Книга Женщина-ветер - Анна Данилова
Шрифт:
Интервал:
Закладка:
Вымыться в туалете даже хорошего купейного вагона практически невозможно. Но другого варианта у меня не было. Мне оставалось одно – все же попытаться вымыться теплой водой из заплеванного туалетного умывальника, прыская себе в ладонь нажимом на тугой кран. Я разделась и повесила одежду на крюк, вспомнив, что не догадалась купить на станции шампунь, намочила свои короткие, торчащие в разные стороны волосы и принялась их намыливать розовым брусочком земляничного мыла. Волосы не намыливались…
Когда я вышла из туалета, в коридоре уже образовалась целая очередь. Почему-то всем приспичило именно в этот туалет, а ведь в другом конце вагона можно было сделать все свои дела в туалете-близнеце. Стараясь не слышать шипение и возмущенные голоса пассажиров, догадавшихся, чем я могла заниматься там в течение целого часа (видимо, проводники куда-то отлучились, иначе туалет бы давно вскрыли, а меня уличили бы в том, что я превратила туалет в помывочную), я вернулась в свое купе и принялась сушить волосы тонким, похожим на марлевую повязку, положенным мне в комплекте с постельным бельем полотенцем. Относительно чистая, я почувствовала огромное облегчение, и даже волосы мои заблестели при электрическом свете. Я ехала в Москву, к Марку, у меня было немного денег… К тому же на Садовнической улице меня ждала моя квартира. Я старалась не загадывать далеко вперед – насчет работы и моего денежного положения, но возвращаться в университетскую библиотеку я не собиралась.

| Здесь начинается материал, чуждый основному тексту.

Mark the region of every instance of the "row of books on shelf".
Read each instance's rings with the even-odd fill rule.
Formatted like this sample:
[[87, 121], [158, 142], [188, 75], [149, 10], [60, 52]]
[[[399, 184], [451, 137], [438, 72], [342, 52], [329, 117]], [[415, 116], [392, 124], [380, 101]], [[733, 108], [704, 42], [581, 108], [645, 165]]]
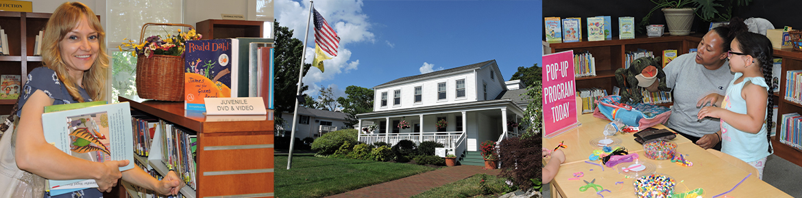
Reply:
[[785, 74], [785, 100], [802, 104], [802, 70], [789, 70]]
[[[582, 18], [567, 18], [561, 19], [558, 17], [545, 18], [545, 35], [547, 42], [576, 42], [582, 41]], [[611, 40], [612, 28], [614, 26], [610, 16], [597, 16], [587, 18], [588, 41]], [[633, 17], [618, 18], [618, 38], [635, 38], [635, 18]]]
[[783, 114], [780, 121], [782, 122], [782, 126], [777, 132], [780, 134], [780, 142], [802, 150], [802, 145], [800, 145], [802, 142], [802, 136], [800, 135], [802, 133], [802, 116], [798, 113], [786, 113]]
[[596, 58], [590, 52], [584, 52], [573, 55], [574, 77], [596, 76]]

И дело было даже не в том, что все стали бы показывать на меня пальцами, вот, мол, ее оправдали, а ведь она сидела в тюрьме по обвинению в убийстве своего любовника… Захар, ты помнишь, как все было?
Беатрисс повадилась ходить к другу Захара, Валентину Рожкову, и его жене Людмиле, у которых росло двое прелестных мальчиков-погодков, похожих на розовых, с полотен Ватто или Буше, ангелочков. Ей нравилось, рассказывала она, сидеть допоздна на просторной кухне этой семьи, помогая Людмиле готовить или что-то чинить, подшивать, нравился запах подгоревшего молока, которым была пропитана кухня. Нравился постоянный беспорядок, который устраивали толстенькие, лобастые, задастые крошки. Она с ума сходила, когда ей позволялось поухаживать за детьми, прикоснуться к ним своими чисто вымытыми руками. Захар, возвращаясь после работы домой, уставший, голодный, находил квартиру пустой, а в холодильнике – холодный ужин. Жену и упрекнуть-то вроде было не в чем – она была известно где: он звонил Рожковым, Беатрисс подходила к телефону, извинялась, что припозднилась и что уже ночь, она останется у них ночевать, потом трубку брали или Людмила, или сам Рожков, просили за Берту, извинялись за нее… Не у любовника же она была. Но дома-то ее не было!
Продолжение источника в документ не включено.